El Correo Gallego

Noticia 1 de 1 Opinión » Firmas

LOS REYES DEL MANDO

JOSÉ MIGUEL GIRÁLDEZ

Decorado

11.07.2019 
A- A+

LUEGO está esa pulcritud de la sala del Congreso donde se reúnen los líderes, que no tiene el aire de la escalera de Moncloa. Allí la gente ríe abiertamente para los fotógrafos, y los árboles, en el entorno, se mecen (cuando el viento sopla). Pero en la ronda de contactos de esa semana, Sánchez citó a los líderes en esa sala en la que dos banderas llenan una escena vacía, una lámpara de mesa o mesita, iluminada, una luz pastosa arrojada desde algún foco cenital poco entusiasta, una luz que, sin embargo, aparece envolviéndolo todo, rebozando quizás la miga del fracaso. Y esa mesa central, redonda, en la que me ha parecido adivinar que hay grabada una rosa de los vientos, algo muy apropiado para no perder el norte, desde luego, pero que bien pudiera ser otra cosa.

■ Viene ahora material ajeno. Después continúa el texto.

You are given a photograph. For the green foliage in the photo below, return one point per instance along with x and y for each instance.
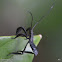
(8, 45)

Para las fotos y tomas televisivas se dispusieron dos focos de plató, tan potentes que arrojaban sobre los fotografiados una luz quasi divina. En la imagen que en El Mundo firmaba Bernardo Díaz se advertía bien. Y entonces descubrías que todo parecía un decorado perfecto. Sombras proyectadas en una sala que era una caja de maderas pulcrísimas, quizás de maderas preciosas, o bastante preciosas, sin nada más que esas dos sillas de buena calidad (lo parecían), quizás porque no está bien visto sentarse para negociar un Gobierno en banquetas o en sillas de mimbre. Aquello era un escenario, queridos. Los fotografiados miraban hacia el público potencial, mostrando que la representación negociadora se haría con un minimalismo extremo, quizás para que nada impactara en la paz de los pactantes. Sólo las palabras llenarían la estancia, con tanto recogimiento que sin duda invitaba a la confesión. La madera podría proporcionar calidez al momento, pero, en realidad, arrojaba una extraña frialdad sobre los que contemplábamos la escena. Quizás porque adivinábamos el final.

El último (o penúltimo) acto de estos encuentros para el desencuentro se desarrolló pues en esa habitación del Congreso, donde es seguro que tanta madera abrillantada y pulida debía proporcionar una acústica maravillosa. Una caja perfecta no para enterrar la negociación, sino para hacerla supuestamente confortable. Ni por esas. El exquisito equilibrio del cuadro (no recuerdo qué representa), las dos banderas a un lado y la mesita esquinera con la lámpara de harina iluminada al otro, no se alteraba con la mesa central, circular, rigurosamente elegida en colores oscuros, elegante, he de decirlo, con esas dos sillas clónicas, ávidas por recibir el peso de los cuerpos que hablarían con la lógica gravedad de los asuntos de estado.

Tanto en las imágenes de Díaz como en las de Uly Martín, por ejemplo, se observaba a los líderes antes de comenzar el diálogo, rellenando el momento para la prensa con ese otro diálogo irrelevante que nunca sé de qué va. Sánchez, trajeado de presidente, gesticula menos, e Iglesias aparece capturado con su look sport, que parece que se ha puesto deprisa, como cuando dices en casa que te vas a dar una vuelta. Ambos sabían que la cosa estaba cruda. La desnudez del decorado debió combinar bien con la desnudez del acuerdo, pues no lo hubo. De hecho, además de la contaminación, el desacuerdo parece reinar hoy sobre el cielo de Madrid.